Filial son Badhummus rises early to call home for Dear Mum's birthday. On the other side of the world, the clan has just returned from a celebratory dinner. Dear Mum, overcome by three glasses of wine, is unable to receive the call. I find myself in ribald 3-way conversation with Dear Dad and starving artist Little Brother.
“Aw, crap,” says Brother. “We didn't play the Anal Game on the ride home.”
“How could we?” accuses Dear Dad. “You conked out in the back seat.”
I beg them to clarify, quickly.
The Anal Game, it turns out, is a trifle to while away time on lonely stretches of highway.
“Just put the word anal in front of the names of cars you pass,” explains Little Brother.
“Ah,” I say. “Anal Explorer.”
“Anal Probe,” says Little Brother.
“Anal Protege,” adds Dear Dad.
“If you introduce a band to the Anal Game while they're on tour, they will love you for it and buy you drinks,” promises Little Brother.
The experiment yields mixed results on the streets of Taipei. Among my first encounters are the Anal Panther and the Anal Super Exceed, but they are soon outnumbered by such jabberwocky creations as the Anal Cefiro and the Anal Altis. Also, the Anal Virage—had it been the Anal Virago, we'd have had a real winner on our hands.

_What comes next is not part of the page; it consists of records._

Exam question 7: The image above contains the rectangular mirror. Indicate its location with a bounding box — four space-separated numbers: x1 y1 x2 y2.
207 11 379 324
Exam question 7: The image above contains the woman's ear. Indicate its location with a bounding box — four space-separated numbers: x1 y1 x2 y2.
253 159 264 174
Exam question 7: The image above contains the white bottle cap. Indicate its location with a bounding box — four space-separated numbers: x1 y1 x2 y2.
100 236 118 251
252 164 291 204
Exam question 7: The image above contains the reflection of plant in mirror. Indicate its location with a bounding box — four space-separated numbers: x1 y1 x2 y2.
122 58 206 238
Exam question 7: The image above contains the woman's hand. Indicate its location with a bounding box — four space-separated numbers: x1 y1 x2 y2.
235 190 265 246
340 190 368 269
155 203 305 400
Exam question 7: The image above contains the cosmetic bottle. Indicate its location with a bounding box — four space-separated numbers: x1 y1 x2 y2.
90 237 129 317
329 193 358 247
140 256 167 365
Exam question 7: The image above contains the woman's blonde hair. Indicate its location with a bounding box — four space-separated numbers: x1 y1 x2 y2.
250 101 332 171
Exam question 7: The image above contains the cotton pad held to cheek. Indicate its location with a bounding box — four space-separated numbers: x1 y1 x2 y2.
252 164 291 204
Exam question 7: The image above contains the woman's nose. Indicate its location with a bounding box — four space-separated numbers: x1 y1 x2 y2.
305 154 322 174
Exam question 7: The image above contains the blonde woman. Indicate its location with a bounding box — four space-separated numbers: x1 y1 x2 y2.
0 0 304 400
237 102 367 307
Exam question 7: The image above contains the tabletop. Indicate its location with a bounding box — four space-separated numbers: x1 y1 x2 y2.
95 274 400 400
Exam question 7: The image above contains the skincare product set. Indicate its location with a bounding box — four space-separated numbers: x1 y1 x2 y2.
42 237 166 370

Scooters provide zestier sport. Badhummus himself straddles a zippy, fully-insured Anal Jockey, and he jostles through traffic in the good company of the Anal Fiddle, the Anal Fighter, the Anal Forte, the Anal Freeway, the Anal Folly, the Anal Fever, the Anal Fuzzy, the Anal Force, the Anal 風, the Anal Breeze, the Anal Dick, the Anal Movie, the Anal Majesty, the Anal Vino, the Anal Jog, the Anal XPro, the Anal Going, the Anal Cabin, the Anal Attila, the Anal Easy, and one 50cc Anal Let's.